Saturday, June 11, 2011

Birthday Cakes!

Today is my birthday. My forty-sixth birthday. I'm not afraid of "growing old" or reaching a big number like fifty or sixty or ninety. In fact if I reach ninety I'll be tickled pink. Although my goal is to get to my eleventy-first birthday and then I'm going to have a hobbit birthday party and give everyone presents. But today I am just forty-six. It's just a number. Saying I am twenty-nine is not going to make me twenty-nine. And besides when I was twenty-nine I had a two-year old and was pregnant, so it wasn't very fun. I like being where I am. I've enjoyed growing in maturity, wisdom and understand (stop laughing) and still retaining my youth and frivolity.

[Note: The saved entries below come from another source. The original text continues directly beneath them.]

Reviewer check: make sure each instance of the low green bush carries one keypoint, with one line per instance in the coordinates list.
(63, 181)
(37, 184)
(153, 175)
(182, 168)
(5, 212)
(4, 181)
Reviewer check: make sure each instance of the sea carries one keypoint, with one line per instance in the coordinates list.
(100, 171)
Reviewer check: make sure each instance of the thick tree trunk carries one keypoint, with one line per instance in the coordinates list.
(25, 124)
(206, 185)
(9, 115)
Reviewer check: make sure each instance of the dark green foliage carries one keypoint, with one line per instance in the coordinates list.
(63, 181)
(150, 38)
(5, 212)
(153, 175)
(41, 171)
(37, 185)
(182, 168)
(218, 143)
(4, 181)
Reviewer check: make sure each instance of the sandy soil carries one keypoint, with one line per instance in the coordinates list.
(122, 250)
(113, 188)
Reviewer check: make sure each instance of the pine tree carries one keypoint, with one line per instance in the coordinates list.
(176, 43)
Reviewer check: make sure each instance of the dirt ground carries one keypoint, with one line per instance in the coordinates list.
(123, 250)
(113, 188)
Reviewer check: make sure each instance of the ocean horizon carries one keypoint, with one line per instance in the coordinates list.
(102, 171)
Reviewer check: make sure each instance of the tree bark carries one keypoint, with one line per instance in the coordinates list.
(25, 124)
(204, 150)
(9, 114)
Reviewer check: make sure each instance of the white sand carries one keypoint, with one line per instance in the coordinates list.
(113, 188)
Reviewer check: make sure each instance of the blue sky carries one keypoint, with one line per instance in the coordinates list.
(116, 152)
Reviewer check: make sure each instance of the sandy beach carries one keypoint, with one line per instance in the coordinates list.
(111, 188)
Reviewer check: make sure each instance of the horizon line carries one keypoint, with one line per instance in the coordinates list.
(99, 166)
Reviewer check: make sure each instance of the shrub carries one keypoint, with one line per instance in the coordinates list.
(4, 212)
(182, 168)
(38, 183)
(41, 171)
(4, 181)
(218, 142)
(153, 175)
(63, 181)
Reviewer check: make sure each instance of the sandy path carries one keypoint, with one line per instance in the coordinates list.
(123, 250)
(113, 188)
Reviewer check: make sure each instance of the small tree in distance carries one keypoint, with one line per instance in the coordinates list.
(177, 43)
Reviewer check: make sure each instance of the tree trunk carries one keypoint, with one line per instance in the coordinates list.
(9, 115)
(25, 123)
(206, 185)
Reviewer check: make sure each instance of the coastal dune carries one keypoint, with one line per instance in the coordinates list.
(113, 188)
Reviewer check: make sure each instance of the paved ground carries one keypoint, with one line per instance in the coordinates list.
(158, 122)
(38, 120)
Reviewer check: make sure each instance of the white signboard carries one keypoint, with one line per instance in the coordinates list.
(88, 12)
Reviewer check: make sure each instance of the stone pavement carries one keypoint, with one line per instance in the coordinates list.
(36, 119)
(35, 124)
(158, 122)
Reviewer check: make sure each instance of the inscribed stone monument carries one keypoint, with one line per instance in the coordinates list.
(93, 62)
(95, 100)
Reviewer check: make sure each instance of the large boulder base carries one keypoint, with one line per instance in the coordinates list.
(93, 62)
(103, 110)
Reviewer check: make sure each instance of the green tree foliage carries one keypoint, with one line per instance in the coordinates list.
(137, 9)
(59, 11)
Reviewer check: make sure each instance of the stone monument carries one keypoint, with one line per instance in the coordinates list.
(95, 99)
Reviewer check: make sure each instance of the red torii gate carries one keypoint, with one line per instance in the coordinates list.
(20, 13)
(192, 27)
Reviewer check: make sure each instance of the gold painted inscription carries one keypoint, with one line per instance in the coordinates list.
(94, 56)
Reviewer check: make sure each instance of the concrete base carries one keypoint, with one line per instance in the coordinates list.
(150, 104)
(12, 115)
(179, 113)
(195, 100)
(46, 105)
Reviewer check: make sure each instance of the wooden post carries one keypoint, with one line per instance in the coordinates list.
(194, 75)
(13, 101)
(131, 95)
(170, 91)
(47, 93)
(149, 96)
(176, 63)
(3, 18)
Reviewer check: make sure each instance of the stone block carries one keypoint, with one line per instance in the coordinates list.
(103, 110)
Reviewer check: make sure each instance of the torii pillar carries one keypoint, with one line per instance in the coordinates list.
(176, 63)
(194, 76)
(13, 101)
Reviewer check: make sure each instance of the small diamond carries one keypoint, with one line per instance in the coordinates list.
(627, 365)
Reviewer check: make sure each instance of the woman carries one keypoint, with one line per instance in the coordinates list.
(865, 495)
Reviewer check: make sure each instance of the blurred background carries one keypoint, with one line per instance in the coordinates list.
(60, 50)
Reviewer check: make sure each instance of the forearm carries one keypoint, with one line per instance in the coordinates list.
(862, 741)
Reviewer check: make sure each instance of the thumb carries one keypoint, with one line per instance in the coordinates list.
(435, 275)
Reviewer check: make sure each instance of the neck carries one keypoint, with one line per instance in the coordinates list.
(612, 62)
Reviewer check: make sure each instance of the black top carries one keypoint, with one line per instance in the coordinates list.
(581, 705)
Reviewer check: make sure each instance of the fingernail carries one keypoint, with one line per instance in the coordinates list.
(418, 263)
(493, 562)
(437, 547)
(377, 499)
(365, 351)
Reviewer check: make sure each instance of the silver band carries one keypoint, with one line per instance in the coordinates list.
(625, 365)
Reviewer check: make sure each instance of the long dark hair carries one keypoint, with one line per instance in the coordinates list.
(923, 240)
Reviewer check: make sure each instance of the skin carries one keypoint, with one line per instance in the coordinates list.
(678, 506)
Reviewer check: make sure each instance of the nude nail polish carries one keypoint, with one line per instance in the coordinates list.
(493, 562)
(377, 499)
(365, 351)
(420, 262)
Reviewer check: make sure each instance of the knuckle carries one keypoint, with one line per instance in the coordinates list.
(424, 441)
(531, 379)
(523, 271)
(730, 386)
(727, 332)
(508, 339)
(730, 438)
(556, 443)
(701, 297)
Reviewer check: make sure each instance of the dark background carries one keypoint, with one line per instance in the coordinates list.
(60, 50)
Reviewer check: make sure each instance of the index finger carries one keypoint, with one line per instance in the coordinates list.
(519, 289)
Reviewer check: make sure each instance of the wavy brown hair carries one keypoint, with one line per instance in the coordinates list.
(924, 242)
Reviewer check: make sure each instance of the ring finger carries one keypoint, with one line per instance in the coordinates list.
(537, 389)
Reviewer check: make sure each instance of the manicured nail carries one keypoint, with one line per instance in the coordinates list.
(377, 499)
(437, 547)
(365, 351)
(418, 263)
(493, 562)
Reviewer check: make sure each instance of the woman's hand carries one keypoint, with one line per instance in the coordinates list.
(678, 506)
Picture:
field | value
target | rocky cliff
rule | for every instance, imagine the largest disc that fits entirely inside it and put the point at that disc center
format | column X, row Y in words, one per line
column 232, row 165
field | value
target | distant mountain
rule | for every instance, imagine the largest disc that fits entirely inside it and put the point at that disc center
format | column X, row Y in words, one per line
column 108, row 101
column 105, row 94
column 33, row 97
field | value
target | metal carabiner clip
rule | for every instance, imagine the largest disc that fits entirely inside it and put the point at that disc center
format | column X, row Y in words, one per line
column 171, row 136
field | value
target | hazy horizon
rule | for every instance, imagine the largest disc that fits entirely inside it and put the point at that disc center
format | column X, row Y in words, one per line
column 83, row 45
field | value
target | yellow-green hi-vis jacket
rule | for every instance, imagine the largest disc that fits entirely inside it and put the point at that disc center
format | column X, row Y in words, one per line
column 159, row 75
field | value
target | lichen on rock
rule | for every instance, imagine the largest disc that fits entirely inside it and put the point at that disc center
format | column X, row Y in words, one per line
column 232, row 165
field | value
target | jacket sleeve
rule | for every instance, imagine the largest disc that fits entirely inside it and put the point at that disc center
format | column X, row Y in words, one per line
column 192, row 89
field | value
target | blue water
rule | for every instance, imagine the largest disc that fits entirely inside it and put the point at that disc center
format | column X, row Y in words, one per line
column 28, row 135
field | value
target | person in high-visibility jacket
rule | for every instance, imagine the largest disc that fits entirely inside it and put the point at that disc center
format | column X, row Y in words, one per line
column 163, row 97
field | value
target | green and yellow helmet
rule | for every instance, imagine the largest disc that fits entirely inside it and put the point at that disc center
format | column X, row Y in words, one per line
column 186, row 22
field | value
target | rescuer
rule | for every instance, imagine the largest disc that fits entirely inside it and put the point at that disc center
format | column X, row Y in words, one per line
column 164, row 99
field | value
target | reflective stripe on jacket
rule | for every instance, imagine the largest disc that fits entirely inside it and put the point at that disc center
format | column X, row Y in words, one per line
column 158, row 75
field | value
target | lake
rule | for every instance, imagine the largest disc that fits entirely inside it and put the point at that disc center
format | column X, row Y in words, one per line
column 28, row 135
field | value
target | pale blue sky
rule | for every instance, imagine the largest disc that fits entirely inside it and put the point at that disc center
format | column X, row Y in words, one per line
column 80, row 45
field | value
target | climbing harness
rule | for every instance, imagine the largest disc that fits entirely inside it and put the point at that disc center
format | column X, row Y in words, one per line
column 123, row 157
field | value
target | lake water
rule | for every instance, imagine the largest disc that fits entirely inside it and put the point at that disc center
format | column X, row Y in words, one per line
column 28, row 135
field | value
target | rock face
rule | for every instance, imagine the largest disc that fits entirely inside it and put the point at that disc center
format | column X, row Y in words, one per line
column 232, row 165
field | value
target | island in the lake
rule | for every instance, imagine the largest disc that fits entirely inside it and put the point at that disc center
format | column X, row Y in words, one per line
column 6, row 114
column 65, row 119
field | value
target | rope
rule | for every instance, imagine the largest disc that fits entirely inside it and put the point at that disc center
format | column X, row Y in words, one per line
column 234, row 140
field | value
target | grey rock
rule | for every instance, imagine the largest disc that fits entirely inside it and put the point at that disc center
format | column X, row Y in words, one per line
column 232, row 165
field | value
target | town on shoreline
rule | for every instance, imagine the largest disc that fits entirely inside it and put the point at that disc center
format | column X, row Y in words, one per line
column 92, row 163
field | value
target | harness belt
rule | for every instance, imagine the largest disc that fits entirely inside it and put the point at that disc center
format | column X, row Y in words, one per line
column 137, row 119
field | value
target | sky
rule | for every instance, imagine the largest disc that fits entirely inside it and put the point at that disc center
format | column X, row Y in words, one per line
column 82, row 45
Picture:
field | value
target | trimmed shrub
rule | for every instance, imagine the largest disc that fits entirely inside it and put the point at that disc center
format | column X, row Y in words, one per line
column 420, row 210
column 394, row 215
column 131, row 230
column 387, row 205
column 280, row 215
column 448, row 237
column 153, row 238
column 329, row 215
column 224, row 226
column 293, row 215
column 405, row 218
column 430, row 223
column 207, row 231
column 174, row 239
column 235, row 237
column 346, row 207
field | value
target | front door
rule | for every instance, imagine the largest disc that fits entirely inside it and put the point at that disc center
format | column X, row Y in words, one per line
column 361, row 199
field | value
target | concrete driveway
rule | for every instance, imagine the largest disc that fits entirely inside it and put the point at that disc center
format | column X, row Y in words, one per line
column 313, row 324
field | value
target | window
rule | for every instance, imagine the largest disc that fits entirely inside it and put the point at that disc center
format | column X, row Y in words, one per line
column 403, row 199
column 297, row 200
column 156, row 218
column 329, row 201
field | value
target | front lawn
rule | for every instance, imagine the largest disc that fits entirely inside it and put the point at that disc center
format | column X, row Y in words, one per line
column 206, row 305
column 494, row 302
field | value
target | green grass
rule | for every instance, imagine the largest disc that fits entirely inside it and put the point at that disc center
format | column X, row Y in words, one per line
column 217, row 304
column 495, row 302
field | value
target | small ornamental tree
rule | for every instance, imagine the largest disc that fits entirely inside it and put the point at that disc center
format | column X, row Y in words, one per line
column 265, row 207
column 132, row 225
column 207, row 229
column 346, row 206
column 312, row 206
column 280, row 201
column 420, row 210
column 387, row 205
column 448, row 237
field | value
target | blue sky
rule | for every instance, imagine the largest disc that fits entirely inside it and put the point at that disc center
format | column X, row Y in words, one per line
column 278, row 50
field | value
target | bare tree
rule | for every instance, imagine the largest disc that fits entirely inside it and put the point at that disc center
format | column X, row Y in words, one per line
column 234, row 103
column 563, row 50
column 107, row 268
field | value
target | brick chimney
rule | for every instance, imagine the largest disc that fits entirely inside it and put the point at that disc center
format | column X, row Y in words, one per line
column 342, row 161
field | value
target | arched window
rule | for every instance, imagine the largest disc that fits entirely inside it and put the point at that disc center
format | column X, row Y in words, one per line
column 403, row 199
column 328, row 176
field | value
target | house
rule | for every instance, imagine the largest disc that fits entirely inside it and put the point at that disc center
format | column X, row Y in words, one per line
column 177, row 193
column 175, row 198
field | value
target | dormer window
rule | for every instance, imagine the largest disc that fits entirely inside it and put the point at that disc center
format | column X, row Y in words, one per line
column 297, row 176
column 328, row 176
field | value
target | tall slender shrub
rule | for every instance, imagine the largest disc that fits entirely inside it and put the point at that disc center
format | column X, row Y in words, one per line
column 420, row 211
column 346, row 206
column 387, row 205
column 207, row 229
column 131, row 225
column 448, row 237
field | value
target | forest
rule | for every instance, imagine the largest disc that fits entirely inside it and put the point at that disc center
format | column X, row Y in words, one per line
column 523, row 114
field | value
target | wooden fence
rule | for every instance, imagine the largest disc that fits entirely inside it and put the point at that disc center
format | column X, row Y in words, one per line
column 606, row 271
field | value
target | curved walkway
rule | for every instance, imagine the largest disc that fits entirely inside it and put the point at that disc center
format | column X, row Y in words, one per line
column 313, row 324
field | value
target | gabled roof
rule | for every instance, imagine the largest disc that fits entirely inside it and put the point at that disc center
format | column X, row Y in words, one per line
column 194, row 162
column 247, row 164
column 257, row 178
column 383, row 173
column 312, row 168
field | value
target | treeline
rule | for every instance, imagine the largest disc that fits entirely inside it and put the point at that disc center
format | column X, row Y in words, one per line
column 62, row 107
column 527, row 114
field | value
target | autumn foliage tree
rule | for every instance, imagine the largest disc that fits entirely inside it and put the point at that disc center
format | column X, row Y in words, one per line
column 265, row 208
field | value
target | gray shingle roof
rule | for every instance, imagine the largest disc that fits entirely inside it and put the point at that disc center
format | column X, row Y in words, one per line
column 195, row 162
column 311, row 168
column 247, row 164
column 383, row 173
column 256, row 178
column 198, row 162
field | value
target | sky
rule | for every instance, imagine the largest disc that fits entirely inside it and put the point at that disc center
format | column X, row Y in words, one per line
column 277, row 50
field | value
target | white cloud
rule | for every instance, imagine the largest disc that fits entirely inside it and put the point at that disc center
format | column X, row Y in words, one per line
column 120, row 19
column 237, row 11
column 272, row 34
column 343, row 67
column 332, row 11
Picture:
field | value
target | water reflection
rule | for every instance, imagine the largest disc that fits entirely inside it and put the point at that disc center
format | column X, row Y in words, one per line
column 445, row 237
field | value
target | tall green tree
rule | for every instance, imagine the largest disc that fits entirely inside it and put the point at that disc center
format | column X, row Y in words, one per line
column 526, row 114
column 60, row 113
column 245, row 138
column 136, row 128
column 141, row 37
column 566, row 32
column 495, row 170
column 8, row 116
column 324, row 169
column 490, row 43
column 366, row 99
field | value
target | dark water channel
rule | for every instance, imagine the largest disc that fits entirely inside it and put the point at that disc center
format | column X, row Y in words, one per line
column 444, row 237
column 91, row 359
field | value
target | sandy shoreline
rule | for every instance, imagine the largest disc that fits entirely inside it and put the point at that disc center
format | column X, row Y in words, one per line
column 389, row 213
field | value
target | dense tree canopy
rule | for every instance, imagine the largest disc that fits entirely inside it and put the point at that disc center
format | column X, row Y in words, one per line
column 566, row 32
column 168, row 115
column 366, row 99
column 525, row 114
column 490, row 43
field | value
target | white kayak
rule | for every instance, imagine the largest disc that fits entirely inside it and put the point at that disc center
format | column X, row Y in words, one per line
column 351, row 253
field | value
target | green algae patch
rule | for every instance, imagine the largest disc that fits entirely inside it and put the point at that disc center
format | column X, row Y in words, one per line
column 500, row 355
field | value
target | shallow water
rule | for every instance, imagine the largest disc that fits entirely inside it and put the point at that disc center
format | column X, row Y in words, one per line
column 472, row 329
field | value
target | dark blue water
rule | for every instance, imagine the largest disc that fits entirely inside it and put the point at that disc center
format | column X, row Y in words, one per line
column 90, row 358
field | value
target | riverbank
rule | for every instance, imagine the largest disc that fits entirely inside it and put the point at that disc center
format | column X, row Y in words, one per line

Cakes and birthdays go hand in hand. And I love birthday cakes. I would have to say that my very favorite birthday cake is actually yellow cake with a traditional real buttercream frosting. Although yellow cake with a creamy chocolate frosting is pretty high up on the enjoyment list. I'll never refuse chocolate cake, though. In preparing for this post, I wondered what kind of cakes are made around the world and throughout history. I went to that compendium of never-failing information, Wikipedia (yes; you may laugh at that) to see what it had to say about birthday cakes. They're pretty old. In fact there are references that date back to the Greeks and Romans. I knew about medieval birthday cakes, but the recipes I have found for medieval cakes are more like sweet breads rather than what we think of as cake today. They were yeast risen and contained fruits and nuts. Think more German Stolen than Betty Crocker. It wasn't until the the middle of the eighteenth century that we started getting cakes that actually look like what we envision as birthday cakes today. Tiered cakes dripping in icing and floral decorations.

When searching for literary references for birthday cake, Google was somewhat a failure in producing anything truly useful. Although there was a Wiki question asking what color Bella's Birthday cake was in New Moon (It was pink.) And I did find this quote: “Birthdays are nature's way of telling us to eat more cake.” So go eat cake. (BTW, cake wasn't referring to cake when Marie Antoinette suggested that the peasants go eat cake. The actual word was brioche not gateau. Brioche was a savory bread made with eggs and milk rather than starter and water. Both, though, require flour, which the bakers had none of, but Marie did not know this and thought one was just a substitute for the other. And it is also doubtful that Marie Antoinette actually uttered the words.)


This is my favorite recipe for a good basic yellow cake:

Ingredients:
1 cup butter
2-1/2 cups white sugar
3 eggs
1-1/2 teaspoons vanilla extract
2-1/2 cups buttermilk
3-3/4 cups all-purpose flour
2-1/4 teaspoons baking powder
2-1/2 teaspoons baking soda

Bring the butter, eggs and buttermilk to room temperature!

Grease three 8" or 9" pans. I like to sprinkle mine with a little flour as well. Preheat your oven to 350°F. Using a mixer, cream your butter and sugar together until it is soft. Next add in your eggs one at a time and beat this for a good 5 minutes. You want a nice light fluffy cake. Add your vanilla and buttermilk (if you don't have buttermilk you can substitute regular milk, but add a dollop of Greek yogurt or sour cream to add just a pinch of tartness to it which will work well with the amount of sugar that is in this cake).

While your wet ingredients are beating away, sift together your flour, baking powder and soda. You do not need salt because everything you need is in your powder and soda. Trust me. It will be fine. Slowly add your dry ingredients to your wet ingredients, scraping the bowl as you go. Let it mix for just a few more minutes. Evenly divide the batter into your three prepared pans and bake for 35 minutes or until it tests clean.

Remove them from the oven and let them sit for 5 minutes before removing them from the pans and letting them cool on racks.

Sometimes I like to add a bit of orange or lemon zest to this recipe just because it is so darn good. In those instances I will sometimes bake this as a loaf and slice it, toast it and put butter on it. No frosting needed. But most of the time I put frosting on it.

What kind of frosting you ask? OK, here's my favorite recipe for that: Go to the store, look for the tub that reads, "Duncan Hines Milk Chocolate." Spread liberally. But when I do make my frosting from scratch this is what I use:

1/4 cup butter
2 cups confectioners' sugar
3 tablespoons cocoa powder
1 teaspoon vanilla extract
2 tablespoons milk

It's pretty easy and fairly foolproof. Just mix the first four ingredients adding the 2 tablespoons of milk a bit at a time until it is spreadable. It's simple, basic and so delicious on cake.